Okay, so I watched The Deathly Hallows, Part 2 again yesterday on Blu Ray. This is the first time I've had the chance to watch it alone, in the privacy of my own den, without interruption or disruption.
I could watch every scene carefully, appreciate the nuances of the performances, the majesty of the sets and costumes, the rhythm of the editing.
What I still could not appreciate was what these filmmakers did to my beloved novel. They butchered it. They made the egregious assumption that they knew better than J.K. Rowling how to craft the end to her fantastic story.
I know. I know. You've read this all before. But it strikes me harder and harder each time I watch that last film.
And the thing that started to seep into my anger as I watched that ridiculous last battle was a deep sadness.
For all their flaws, the first seven movies were enjoyable adaptations of the Harry Potter world.
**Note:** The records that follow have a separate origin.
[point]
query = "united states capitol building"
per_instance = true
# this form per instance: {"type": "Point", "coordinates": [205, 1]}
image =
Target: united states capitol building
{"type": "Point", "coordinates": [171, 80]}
Though not always faithful to the source, they at least provided us with a vision of Rowling's world and characters brought to life.
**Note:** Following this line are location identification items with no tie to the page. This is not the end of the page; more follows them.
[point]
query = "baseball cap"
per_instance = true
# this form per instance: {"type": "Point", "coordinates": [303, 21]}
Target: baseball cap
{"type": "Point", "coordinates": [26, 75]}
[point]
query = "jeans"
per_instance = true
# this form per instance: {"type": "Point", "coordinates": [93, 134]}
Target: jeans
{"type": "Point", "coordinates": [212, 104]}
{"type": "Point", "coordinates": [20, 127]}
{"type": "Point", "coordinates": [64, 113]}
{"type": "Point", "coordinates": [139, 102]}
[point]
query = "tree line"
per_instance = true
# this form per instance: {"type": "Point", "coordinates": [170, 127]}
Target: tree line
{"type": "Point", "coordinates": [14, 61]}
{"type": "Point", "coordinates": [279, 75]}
And Daniel Radcliffe, Emma Watson and Rupert Grint have come to inhabit our conceptions of the Hero Trio, no matter how we've tried to fight it.
So my sadness, I think, comes from the fact that this abomination of an eighth film cannot be made again. It will not be made again. We will never have the chance to see all of these actors inhabit these roles and do them well.
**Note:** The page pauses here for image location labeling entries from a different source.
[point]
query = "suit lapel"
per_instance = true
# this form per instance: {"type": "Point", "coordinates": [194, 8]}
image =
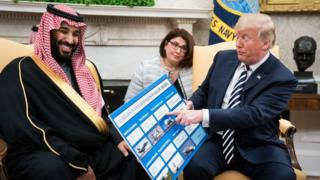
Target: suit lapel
{"type": "Point", "coordinates": [227, 74]}
{"type": "Point", "coordinates": [260, 73]}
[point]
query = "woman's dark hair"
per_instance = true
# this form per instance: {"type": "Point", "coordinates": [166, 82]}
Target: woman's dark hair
{"type": "Point", "coordinates": [177, 32]}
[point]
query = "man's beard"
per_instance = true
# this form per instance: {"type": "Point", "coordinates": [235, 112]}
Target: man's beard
{"type": "Point", "coordinates": [59, 57]}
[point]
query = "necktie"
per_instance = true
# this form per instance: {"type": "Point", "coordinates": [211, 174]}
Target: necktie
{"type": "Point", "coordinates": [234, 101]}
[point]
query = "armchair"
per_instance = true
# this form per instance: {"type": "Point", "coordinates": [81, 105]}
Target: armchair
{"type": "Point", "coordinates": [202, 60]}
{"type": "Point", "coordinates": [9, 51]}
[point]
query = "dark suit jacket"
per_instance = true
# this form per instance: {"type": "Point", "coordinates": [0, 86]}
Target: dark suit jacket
{"type": "Point", "coordinates": [265, 96]}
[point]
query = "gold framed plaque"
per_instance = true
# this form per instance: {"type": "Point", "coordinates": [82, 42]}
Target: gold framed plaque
{"type": "Point", "coordinates": [281, 6]}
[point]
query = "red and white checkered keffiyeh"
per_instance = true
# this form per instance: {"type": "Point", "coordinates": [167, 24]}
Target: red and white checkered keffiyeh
{"type": "Point", "coordinates": [42, 48]}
No one is going to go back any time soon and say, "Well, they messed that up pretty badly. Let's go back and do it right."
So I will never see some of the great scenes from the seventh book brought to life on the screen by these actors:
- I will never see Chris Rankin as Percy Weasley topple out into the Room of Requirement from the passage linking the Hogshead with Hogwarts, right into his gathered family to deliver his fumbling apology and be welcomed back into the brotherhood;
- I will never see Grint as Ron express his concern for the wellbeing of the Hogwarts House Elves as the battle is set to begin and, therefore, earn his first true embrace from Watson as Hermione;
- I will never hear Simon McBurney exclaim, as the form of Kreacher bursts from the Hogwarts kitchens to enter the fray, "Fight! Fight! Fight for my master..."
- I will never see the tide in the battle turn when the Centaurs and the rest of the wizarding world enters the fight as Robbie Coltrane as Hagrid holds Harry's apparently dead body;
- I will never get the chance to watch and listen as Radcliffe (as Harry) and Ralph Fiennes (as Voldemort) circle each other carefully, with Harry explaining to his arch enemy (and the gathered crowd), why the Elder Wand will never properly work for Voldemort and how Snape had fooled him for so long; and, worst of all,
- I will never get the chance to see that final moment when Voldemort's curse rebounds on himself and, as Rowling writes, "Tom Riddle hit the floor with a mundane finality, his body feeble and shrunken, the white hands empty, the snake-like face vacant and unknowing."
I feel sadness because, in choosing their own ideas over J.K's, in substituting their sense of drama for hers, the filmmakers have wasted this one golden opportunity to do it right, to capture the beauty of Rowling's final novel on film.